In Matt. 5:16 the Lord gives us a very important message:
“Let your light so shine before men, that they may see your good works, and glorify your Father which is in heaven.”
To fail to keep the commandments of the Lord not only brings condemnation, but actually deprives us of many blessings here on this earth—to say nothing of those eternal blessings for which we are all striving. In 1 Cor. 2:9 we read this statement:
“Eye hath not seen, nor ear heard, neither have entered into the heart of man, the things which God hath prepared for them that love him.”
Think of that great promise. And finally, the wonderful promise given to all men:
“And, if you keep my commandments and endure to the end you shall have eternal life, which gift is the greatest of the gifts of God.” (D&C 14:7.)
Our late President Heber J. Grant told us how to endure to the end when he said:
“Let us do the will of our Father in heaven today—we will then be prepared for the duties of tomorrow and for the eternities to come.”
Christ repeatedly emphasized the fact that the gospel is one of work and service. To gain blessings, we must be doers of the word and not hearers only. In Matt. 7:21 we read: “Not every one that saith unto me, Lord, Lord, shall enter into the kingdom of heaven; but he that doeth the will of my Father which is in heaven.”
This means if we are to gain salvation, exaltation, and eternal life we must live in accordance with the principles of the gospel. We must love and forgive all men and keep the commandments of God.

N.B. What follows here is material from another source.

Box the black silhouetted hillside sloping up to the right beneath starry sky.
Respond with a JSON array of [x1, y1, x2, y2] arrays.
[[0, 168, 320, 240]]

I leave my testimony with you today that I know the true gospel of Jesus Christ has been restored in this dispensation, that Joseph Smith was an instrument in the hands of the Lord in bringing this about. He was and is a prophet of God. I testify that we are led today by a prophet, President Harold B. Lee. May we all give him and his associates our love and support, and pray continually that they may be blessed with health, strength, and inspiration to carry their tremendous responsibilities. May we have courage and determination to keep the commandments and live in accordance with the principles of the gospel, I pray in the name of Jesus Christ. Amen.